Tags
Published: Verve Magazine, Nerve, Art Pick, September 2013
Former newspaper cartoonist, Raghava KK, uses art and technology as a means of storytelling – often dramatic and radical
He’s one of CNN’s 10 most remarkable people (2010), a four-time TED speaker, a lecturer at top American schools and his iPad book, Pop-it, won several awards, including a Kirkus Book Award (2011). New York and Bengaluru-based artist, Raghava KK quit school at 18 to start his career as a newspaper cartoonist. Now, the successful young artist is also actively involved in a radical education initiative, NuVu Studios, an offshoot of Harvard and MIT, to redefine creativity in education. He combines art and technology to bring multiple perspectives into the deployment of knowledge. His new show That’s All Folks! has come about through “the emotional mapping of the three disparate worlds: The Cartoon, The Historical, The Memetic”. Verve catches the artist, who believes in “non-linear, dispersive, collaborative storytelling” for a few questions.
Raghava KK’s solo show, That’s All Folks!, will be on at Art Musings, Colaba, Mumbai, from September 4 to October 25, 2013.
RAGHAVA SPEAK
How does your iPad art book Pop-it bring perspectives to children?
I created the book when my first child was born. Pop-it is about the things children do with their parents. It shakes up the concept of the ideal family and is meant to expose children to multiple perspectives at the earliest stage. The book starts out with a gay couple raising a child. If you shake the iPad, you get a lesbian couple.

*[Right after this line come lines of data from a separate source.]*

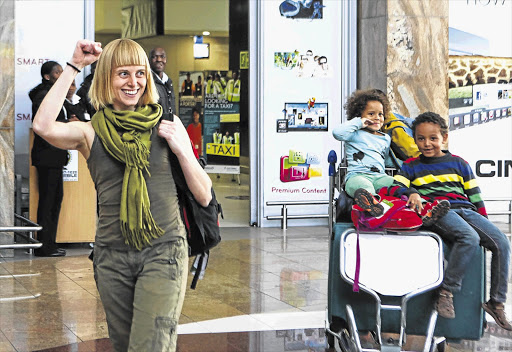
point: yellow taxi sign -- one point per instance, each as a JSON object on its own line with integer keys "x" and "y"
{"x": 232, "y": 150}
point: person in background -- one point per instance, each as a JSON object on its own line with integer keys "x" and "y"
{"x": 187, "y": 87}
{"x": 195, "y": 132}
{"x": 140, "y": 252}
{"x": 164, "y": 86}
{"x": 49, "y": 162}
{"x": 198, "y": 87}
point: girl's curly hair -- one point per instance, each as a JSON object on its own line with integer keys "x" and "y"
{"x": 356, "y": 103}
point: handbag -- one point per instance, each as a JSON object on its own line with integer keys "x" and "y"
{"x": 201, "y": 223}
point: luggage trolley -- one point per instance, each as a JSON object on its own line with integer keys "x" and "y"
{"x": 398, "y": 274}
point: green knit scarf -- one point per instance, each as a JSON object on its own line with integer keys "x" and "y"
{"x": 126, "y": 135}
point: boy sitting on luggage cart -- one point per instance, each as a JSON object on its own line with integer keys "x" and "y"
{"x": 368, "y": 154}
{"x": 439, "y": 175}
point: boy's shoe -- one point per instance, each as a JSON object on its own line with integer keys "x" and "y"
{"x": 368, "y": 202}
{"x": 434, "y": 211}
{"x": 497, "y": 311}
{"x": 444, "y": 304}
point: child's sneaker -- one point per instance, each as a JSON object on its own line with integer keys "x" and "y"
{"x": 434, "y": 211}
{"x": 368, "y": 202}
{"x": 497, "y": 311}
{"x": 444, "y": 304}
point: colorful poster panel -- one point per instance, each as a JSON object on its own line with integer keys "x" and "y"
{"x": 303, "y": 64}
{"x": 302, "y": 9}
{"x": 221, "y": 122}
{"x": 310, "y": 116}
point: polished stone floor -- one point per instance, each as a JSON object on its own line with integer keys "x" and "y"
{"x": 263, "y": 291}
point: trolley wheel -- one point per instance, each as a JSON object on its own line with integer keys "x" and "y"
{"x": 337, "y": 325}
{"x": 440, "y": 347}
{"x": 346, "y": 344}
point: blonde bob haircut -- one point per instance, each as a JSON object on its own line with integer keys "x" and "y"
{"x": 120, "y": 52}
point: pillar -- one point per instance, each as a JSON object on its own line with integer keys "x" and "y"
{"x": 6, "y": 122}
{"x": 403, "y": 50}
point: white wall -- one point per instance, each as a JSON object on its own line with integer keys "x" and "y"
{"x": 45, "y": 30}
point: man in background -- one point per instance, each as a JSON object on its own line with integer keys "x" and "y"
{"x": 158, "y": 61}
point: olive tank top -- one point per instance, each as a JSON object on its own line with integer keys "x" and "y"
{"x": 107, "y": 174}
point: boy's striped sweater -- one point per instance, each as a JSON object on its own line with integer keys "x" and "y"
{"x": 447, "y": 177}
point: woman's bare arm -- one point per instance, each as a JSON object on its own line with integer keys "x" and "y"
{"x": 73, "y": 135}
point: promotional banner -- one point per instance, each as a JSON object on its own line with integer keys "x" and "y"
{"x": 302, "y": 83}
{"x": 480, "y": 92}
{"x": 221, "y": 128}
{"x": 36, "y": 43}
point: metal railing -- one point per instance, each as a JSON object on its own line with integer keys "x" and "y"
{"x": 284, "y": 211}
{"x": 21, "y": 231}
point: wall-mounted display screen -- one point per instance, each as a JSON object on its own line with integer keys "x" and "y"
{"x": 201, "y": 50}
{"x": 306, "y": 117}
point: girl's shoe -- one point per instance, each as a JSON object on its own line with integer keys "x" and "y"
{"x": 444, "y": 304}
{"x": 368, "y": 202}
{"x": 434, "y": 211}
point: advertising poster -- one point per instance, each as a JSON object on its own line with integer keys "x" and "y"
{"x": 302, "y": 104}
{"x": 480, "y": 92}
{"x": 70, "y": 170}
{"x": 190, "y": 106}
{"x": 221, "y": 134}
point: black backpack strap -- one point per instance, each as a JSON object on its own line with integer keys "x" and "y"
{"x": 201, "y": 259}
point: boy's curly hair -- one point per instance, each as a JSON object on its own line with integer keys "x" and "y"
{"x": 356, "y": 103}
{"x": 430, "y": 117}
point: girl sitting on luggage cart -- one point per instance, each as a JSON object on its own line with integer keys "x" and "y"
{"x": 368, "y": 153}
{"x": 438, "y": 175}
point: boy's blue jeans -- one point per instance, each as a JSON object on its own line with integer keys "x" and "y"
{"x": 467, "y": 230}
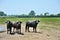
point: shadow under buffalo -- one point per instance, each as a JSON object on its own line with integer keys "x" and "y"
{"x": 36, "y": 32}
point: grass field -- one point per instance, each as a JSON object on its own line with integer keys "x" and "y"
{"x": 47, "y": 29}
{"x": 45, "y": 23}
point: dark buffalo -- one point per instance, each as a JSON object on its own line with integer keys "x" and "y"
{"x": 31, "y": 24}
{"x": 9, "y": 26}
{"x": 17, "y": 26}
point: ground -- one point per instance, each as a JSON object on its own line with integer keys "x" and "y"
{"x": 40, "y": 35}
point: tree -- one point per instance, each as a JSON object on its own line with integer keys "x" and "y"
{"x": 46, "y": 14}
{"x": 2, "y": 13}
{"x": 32, "y": 13}
{"x": 58, "y": 14}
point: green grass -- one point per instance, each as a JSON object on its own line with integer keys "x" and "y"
{"x": 45, "y": 23}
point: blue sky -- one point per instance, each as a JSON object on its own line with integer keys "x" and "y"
{"x": 18, "y": 7}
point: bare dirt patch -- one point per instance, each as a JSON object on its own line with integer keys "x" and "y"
{"x": 40, "y": 35}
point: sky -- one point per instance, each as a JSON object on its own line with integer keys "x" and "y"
{"x": 18, "y": 7}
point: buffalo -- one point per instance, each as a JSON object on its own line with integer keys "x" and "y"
{"x": 32, "y": 24}
{"x": 9, "y": 26}
{"x": 16, "y": 25}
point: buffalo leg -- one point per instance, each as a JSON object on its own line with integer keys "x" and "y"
{"x": 28, "y": 29}
{"x": 25, "y": 28}
{"x": 33, "y": 29}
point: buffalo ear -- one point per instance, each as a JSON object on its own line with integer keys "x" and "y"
{"x": 20, "y": 22}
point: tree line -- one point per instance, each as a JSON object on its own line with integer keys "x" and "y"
{"x": 31, "y": 14}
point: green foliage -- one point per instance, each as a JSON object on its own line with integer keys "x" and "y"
{"x": 32, "y": 13}
{"x": 2, "y": 13}
{"x": 46, "y": 14}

Shake it again, and you get a heterosexual couple. I can’t promise to bring my children up without biases, but I can promise to expose them to as many biases as possible.
Where do memes in art take us – are they a bridge between the graphic form of visual storytelling and the print form?
Contrary to what it may appear, memes serve exactly the opposite purpose. The meme breaks the bridge, giving the graphic a life and context of its own, disconnected from its original intent. (A meme, like a gene, contains certain properties, including the ability to self-replicate. But unlike a gene, a meme can move laterally and hierarchically from host to host, much like a parasite would. Memes create emergent phenomena when they reach critical mass and have a life of their own, separate from the life of their creators and replicators.)
Your interactive artwork brings together science, technology and art….
My brainwave art pieces use the viewers’ thoughts and mental state (read by an EEG headset) to dynamically bias and change the artwork. I am currently developing works using other biochemical sensors, kinect hacks, and a new touch-screen frame technology. These works are changing the role of the viewer from that of just a spectator to an active, biasing participant in the artwork.
Do you see the extinction of the traditional canvas?
Each medium, whether paint, digital, iPad, or performance, lends a unique perspective to the visual experience. I don’t see the future as doing away with any one of these unique forms of expression. Instead, I see a more inclusive pool, where there will be unique combinations and re-combinations of these mediums arising in new exploratory visual experiences.